Jean-Pierre Raffarin a, d’autre part, justifié sa pirouette sur la question de l’augmentation des salaires des fonctionnaires, jusqu’ici toujours repoussée au nom de la maîtrise des dépenses publiques, par la découverte d’une petite manne budgétaire dont il espère pouvoir profiter pour financer cette rallonge. Le chef du gouvernement a ainsi expliqué qu’il comptait sur les recettes fiscales supplémentaires que devrait générer la croissance en 2005. Ce ballon d’oxygène pourrait donc permettre d’engager, dès le 22 mars, une discussion sur la base des exigences des syndicats concernant une réévaluation des salaires d’environ 1 % supplémentaire par rapport aux augmentations déjà prévues (0,5 % en février, 0,5 % en novembre).

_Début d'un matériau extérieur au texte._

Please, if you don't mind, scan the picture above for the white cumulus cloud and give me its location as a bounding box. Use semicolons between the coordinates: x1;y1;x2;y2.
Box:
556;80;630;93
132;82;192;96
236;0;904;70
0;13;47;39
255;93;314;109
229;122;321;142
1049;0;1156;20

Le Premier ministre a tout de même voulu rester prudent en se gardant bien d’annoncer des objectifs chiffrés avant le début des rencontres : «J’ouvre la discussion, je ne la ferme pas en annonçant des chiffres».
En attendant le point de vue du MedefCette main tendue aux fonctionnaires de la part de l’Etat employeur a été globalement saluée comme un effort allant dans le bon sens par les syndicats, qui n’ont pas manqué, tout de même, de faire valoir que le Premier ministre avait été contraint à céder par la forte mobilisation des salariés lors la journée de grève du 10 mars. En acceptant de dialoguer, le gouvernement a franchi le cap psychologique. Reste maintenant à passer de la parole aux actes. Et c’est à ce tournant que les syndicats l’attendent. Car ils jugeront les bonnes intentions affichées en fonction des «résultats concrets» qu’elles permettront d’atteindre.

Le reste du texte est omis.